Alpenbirkenzeisig – Vogel karger Landschaften
Allgemein
Aussehen
Der Alpenbirkenzeisig ist ein kleiner, zierlicher Fink mit bräunlich gestricheltem Gefieder. Charakteristisch ist der rote Stirnfleck sowie die dunkle Kinnpartie. Die Unterseite ist hell mit feiner Strichelung, beim Männchen zeigt sich häufig ein rötlicher Anflug an Brust und Flanken.
Weibchen sind insgesamt etwas blasser gefärbt.
Jungvögel wirken stärker bräunlich und besitzen noch keine ausgeprägten roten Gefiederpartien.
Verbreitung
Der Alpenbirkenzeisig ist in arktischen und subarktischen Regionen Europas, Asiens und Nordamerikas verbreitet. In Mitteleuropa kommt er vor allem in Gebirgsregionen vor.
In Deutschland brütet er hauptsächlich im Alpenraum, während er außerhalb der Brutzeit auch im Flachland erscheinen kann.
Als Teilzieher zieht er im Winter häufig in südlichere oder tiefere Regionen.

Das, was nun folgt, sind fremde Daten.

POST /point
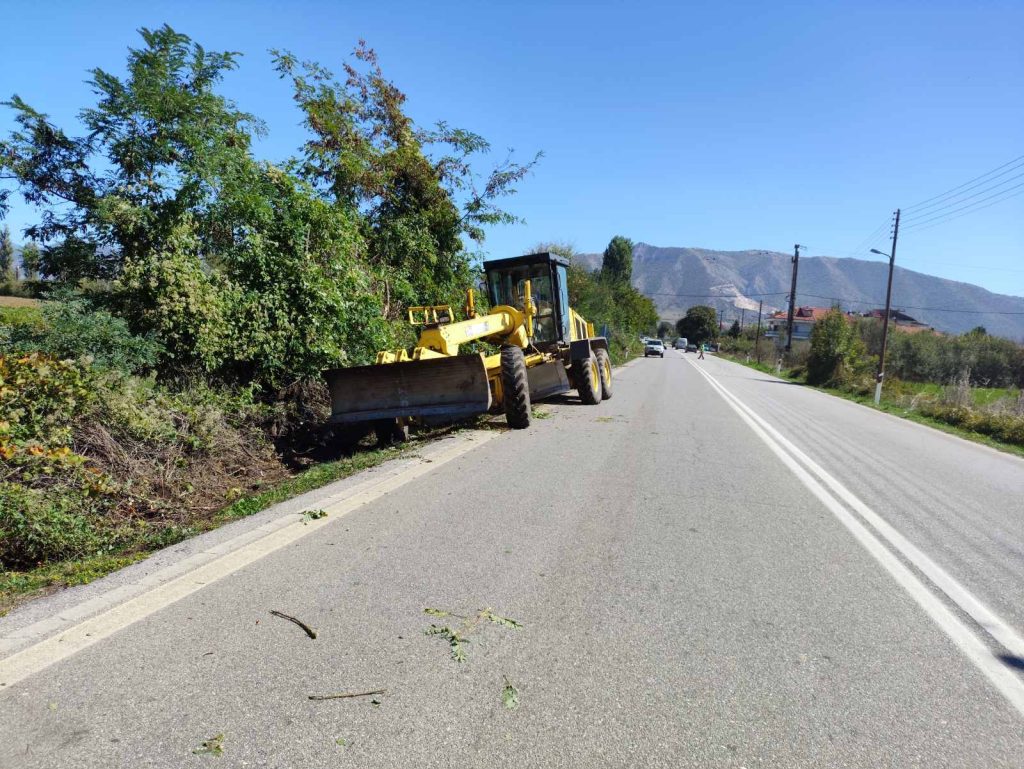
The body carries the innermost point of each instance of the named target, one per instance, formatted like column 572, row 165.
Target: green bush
column 1006, row 427
column 72, row 328
column 836, row 351
column 39, row 525
column 40, row 397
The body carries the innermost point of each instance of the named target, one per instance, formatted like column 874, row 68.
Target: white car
column 653, row 347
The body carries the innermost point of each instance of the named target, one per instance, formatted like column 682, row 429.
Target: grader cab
column 546, row 348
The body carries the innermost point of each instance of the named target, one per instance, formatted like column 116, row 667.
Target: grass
column 17, row 587
column 17, row 301
column 982, row 396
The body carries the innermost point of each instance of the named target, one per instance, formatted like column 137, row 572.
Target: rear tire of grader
column 604, row 366
column 515, row 387
column 588, row 380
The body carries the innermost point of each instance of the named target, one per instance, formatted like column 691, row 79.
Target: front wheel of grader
column 588, row 380
column 515, row 387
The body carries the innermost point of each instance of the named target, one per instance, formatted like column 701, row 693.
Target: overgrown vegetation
column 194, row 292
column 973, row 382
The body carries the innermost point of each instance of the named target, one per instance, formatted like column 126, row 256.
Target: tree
column 31, row 259
column 836, row 348
column 158, row 146
column 6, row 255
column 699, row 325
column 417, row 187
column 616, row 267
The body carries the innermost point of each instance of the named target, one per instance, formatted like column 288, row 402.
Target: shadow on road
column 1011, row 660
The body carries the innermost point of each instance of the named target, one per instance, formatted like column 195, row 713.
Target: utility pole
column 757, row 336
column 885, row 321
column 793, row 297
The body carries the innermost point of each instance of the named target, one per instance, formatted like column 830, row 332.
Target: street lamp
column 885, row 322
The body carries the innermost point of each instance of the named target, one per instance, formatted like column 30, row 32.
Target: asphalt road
column 688, row 595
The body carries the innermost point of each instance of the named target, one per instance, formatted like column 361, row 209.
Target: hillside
column 731, row 281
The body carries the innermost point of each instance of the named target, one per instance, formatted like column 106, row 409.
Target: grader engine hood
column 440, row 388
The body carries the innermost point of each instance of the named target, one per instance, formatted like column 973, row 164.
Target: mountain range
column 734, row 282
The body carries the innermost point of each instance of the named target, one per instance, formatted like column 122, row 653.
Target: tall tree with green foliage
column 836, row 349
column 31, row 260
column 157, row 147
column 699, row 325
column 616, row 266
column 417, row 187
column 6, row 255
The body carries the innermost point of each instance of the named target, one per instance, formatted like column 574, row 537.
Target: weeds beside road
column 993, row 416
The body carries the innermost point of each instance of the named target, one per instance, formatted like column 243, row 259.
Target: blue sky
column 717, row 125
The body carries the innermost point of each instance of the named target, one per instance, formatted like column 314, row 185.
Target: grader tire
column 604, row 366
column 515, row 388
column 588, row 380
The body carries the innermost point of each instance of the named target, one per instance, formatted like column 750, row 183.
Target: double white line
column 875, row 533
column 213, row 565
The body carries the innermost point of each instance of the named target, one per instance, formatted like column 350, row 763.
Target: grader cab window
column 508, row 287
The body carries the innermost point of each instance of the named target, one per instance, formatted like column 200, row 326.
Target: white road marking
column 82, row 635
column 1001, row 677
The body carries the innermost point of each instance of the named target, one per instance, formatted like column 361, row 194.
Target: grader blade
column 437, row 388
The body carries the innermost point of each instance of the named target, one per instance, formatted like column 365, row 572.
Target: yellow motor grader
column 547, row 348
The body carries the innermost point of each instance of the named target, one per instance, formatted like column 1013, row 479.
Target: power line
column 869, row 302
column 961, row 186
column 948, row 217
column 958, row 200
column 877, row 302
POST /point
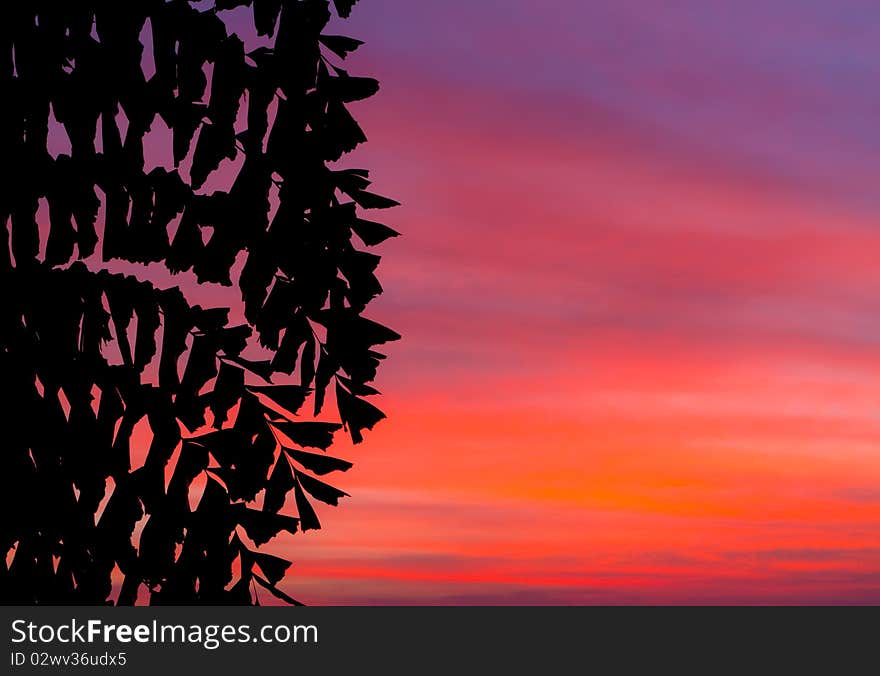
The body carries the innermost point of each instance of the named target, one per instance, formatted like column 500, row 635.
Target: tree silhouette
column 92, row 358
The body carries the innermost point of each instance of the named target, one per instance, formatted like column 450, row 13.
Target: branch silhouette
column 90, row 356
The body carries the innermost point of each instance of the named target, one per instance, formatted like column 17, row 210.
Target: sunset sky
column 639, row 292
column 640, row 299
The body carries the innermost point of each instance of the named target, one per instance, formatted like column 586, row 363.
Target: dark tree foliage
column 87, row 355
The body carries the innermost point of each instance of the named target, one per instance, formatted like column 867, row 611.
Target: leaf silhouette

Birkenzeisige können im Winter größere nomadische Wanderbewegungen zeigen. In manchen Jahren treten sie weit außerhalb ihrer eigentlichen Brutgebiete auf, wenn das Samenangebot in ihren Heimatregionen knapp ist.
Lebensraum
Der Alpenbirkenzeisig bewohnt vor allem lichte Bergwälder, Gebüschflächen sowie Birken‑ und Weidenbestände nahe der Baumgrenze. Auch offene Landschaften mit einzelnen Bäumen oder Sträuchern werden genutzt.
Im Winter tritt er häufig in tieferen Lagen auf und kann dann auch in Parks, Gärten oder an Waldrändern beobachtet werden.
Außerhalb der Brutzeit hält er sich auch in offenen Landschaften, an Waldrändern und in Siedlungsnähe auf, sofern geeignete Nahrungsquellen vorhanden sind.
Brut
Nest: kleines Nest aus Halmen und Moos in Sträuchern oder niedrigen Bäumen
Balzzeit: April–Mai
Brutzeit: Mai-Juli
Bruthäufigkeit: 1-2 Bruten mit 4–6 Eiern
Brutdauer 11-13 Tage
Nestlingszeit: 12–14 Tage
Nahrung
Die Nahrung besteht überwiegend aus kleinen Samen von Birken, Erlen, Gräsern und Kräutern. Ergänzend werden Knospen und feine Pflanzenteile aufgenommen.
Die Nahrungssuche erfolgt meist in Bäumen und Sträuchern, oft in kleinen Trupps.
Sein kurze, spitze Schnabel eignet sich gut zum Aufnehmen kleiner Samen.
Beobachtungstipp
Am besten in Gebirgsregionen mit Birken‑ oder Erlenbeständen zu beobachten.
Außerhalb der Brutzeit tritt er häufig in kleinen Schwärmen auf und kann dann auch im Tiefland erscheinen.
Sein hoher, rollender Ruf verrät oft seine Anwesenheit.